O uso de smartwatches cresce na tendência do autocuidado

Cada vez mais populares como ferramentas de saúde, os ‘vestíveis’ desempenham funções positivas, mas não podem ser considerados médicos 24h

Smartwatches

Equipamentos o primeiro lugar no ranking das tendências fitness para 2022, segundo o Colégio Norte-Americano de Medicina Esportiva | Foto: Getty Images

Nos últimos anos, os smartwatches abocanharam um nicho do mercado de tecnologia ao abandonarem sua função original — serem smartphones em miniatura acoplados ao corpo — e adquirirem funcionalidades ligadas ao monitoramento da saúde e do bem-estar.

Num mundo cronicamente doente, vender saúde — ou a promessa de saúde — é sempre uma aposta acertada do ponto de vista financeiro. Não surpreende, portanto, que a pandemia tenha impulsionado as vendas desses dispositivos de forma significativa. Segundo a consultoria Internacional Data Corporation (IDC), elas cresceram 35% no final de 2020.

Os modelos de smartwatch disponíveis atualmente não só contam passos, calculam as calorias gastas em exercícios e medem os batimentos cardíacos, como desempenham uma bateria completa de exames: fazem eletrocardiogramas, avaliam a qualidade do sono, medem o nível de oxigênio no sangue e a porcentagem de gordura no corpo.

O discurso dos fabricantes desses dispositivos tem insistido em exaltar essas funcionalidades como algo fundamental para a boa vida. Um artigo recente, assinado pelo gerente de wearables (também chamados de ‘vestíveis’ ou ‘usáveis’, em português) da Samsung, e publicado em uma revista de grande circulação nacional, afirma que esses produtos “auxiliam na mudança e na incorporação de hábitos” e “proporcionam uma experiência mais lúdica para quem quer se cuidar”.

Já num filme publicitário lançado no primeiro dia deste ano, a Apple  recriou situações de emergência vividas por seus clientes. Ao sofrerem acidentes — seja capotar o carro, se perder em alto-mar ou quebrar a perna numa fazenda isolada — “Jason, Jim e Amanda foram resgatados em minutos com a ajuda dos seus Apple Watches”.

Existem, de fato, histórias de pessoas que foram salvas por seus relógios amplamente documentadas pela imprensa em todo o mundo. No Brasil, dois homens conseguiram detectar anomalias na circulação — taquicardia num dos casos, hipertensão no outro — de forma precoce, e procuraram atendimento médico antes que a situação se agravasse.

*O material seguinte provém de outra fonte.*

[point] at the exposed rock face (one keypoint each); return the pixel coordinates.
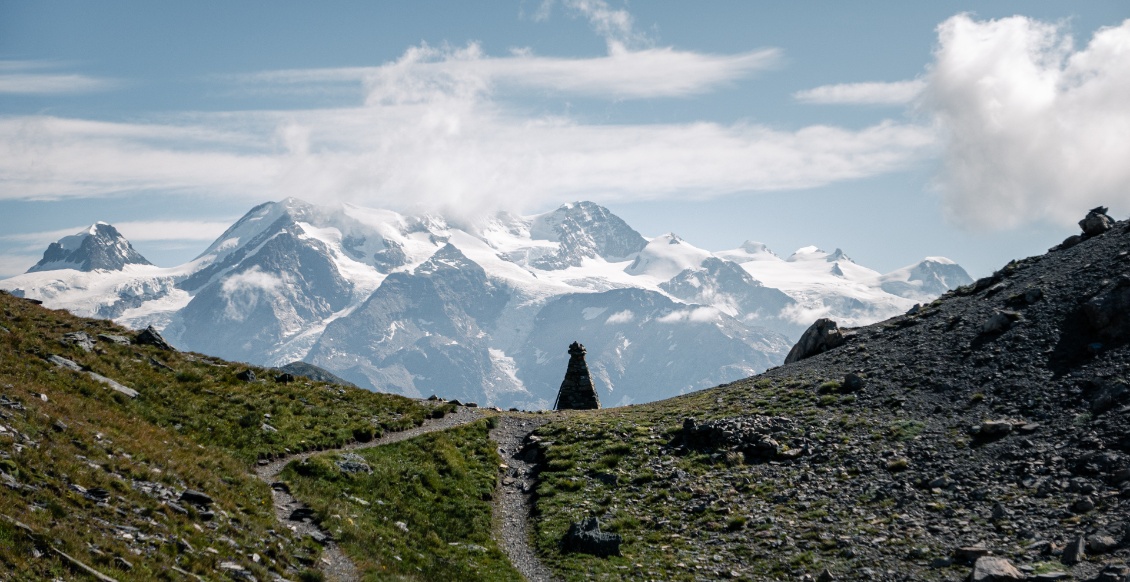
(576, 391)
(1096, 222)
(991, 569)
(818, 338)
(587, 538)
(151, 337)
(101, 246)
(585, 229)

Essas histórias causam comoção ao apontarem para um ponto sensível, comum a todos os seres humanos: o medo da morte, representada na roupagem fantasiosa e extrema com que costumamos imaginá-la na nossa cabeça (um acidente ou um mal súbito numa situação de isolamento total), e não na forma como ela geralmente se apresenta na vida real (a consequência de doenças causadas por hábitos pouco saudáveis). A ideia apelativa de que um dispositivo milagroso possa nos afastar da morte se desfaz, no entanto, se prestarmos o mínimo de atenção à realidade.

Os casos dos brasileiros que detectaram problemas de saúde graças a seus smartwatches tendem a ser a exceção, não a regra. Um estudo feito em 2020 por pesquisadores da Mayo Clinic — centro de saúde referência nos EUA mostrou que o recurso que monitora os batimentos cardíacos encaminhava muita gente ao hospital sem necessidade. Apenas 10% dos pacientes que procuravam um médico na clínica após perceberem uma alteração no pulso foram diagnosticados, de fato, com um problema cardíaco.

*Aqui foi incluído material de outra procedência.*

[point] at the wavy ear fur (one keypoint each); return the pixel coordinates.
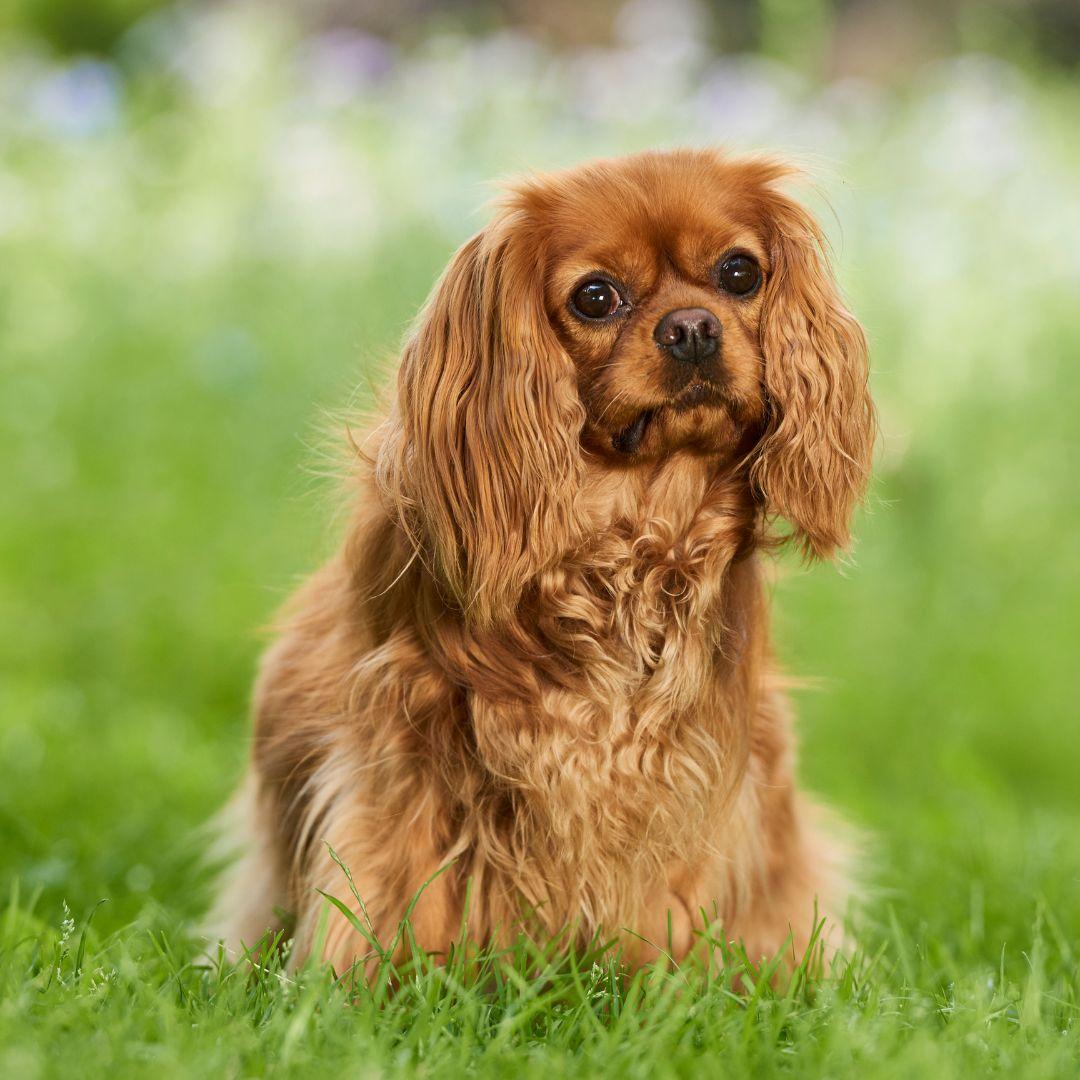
(814, 460)
(483, 464)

Para aqueles cuja ideia de diversão é monitorar os indicadores do próprio corpo 24 horas por dia, os ‘vestíveis’ podem ser mesmo uma experiência lúdica. Não é à toa, portanto, que ocupem o primeiro lugar no ranking das tendências fitness para 2022, segundo o Colégio Norte-Americano de Medicina Esportiva. Mas eles devem ser vistos pelo que são, ou seja, apenas acessórios que podem auxiliar o autocuidado, e não um médico 24h.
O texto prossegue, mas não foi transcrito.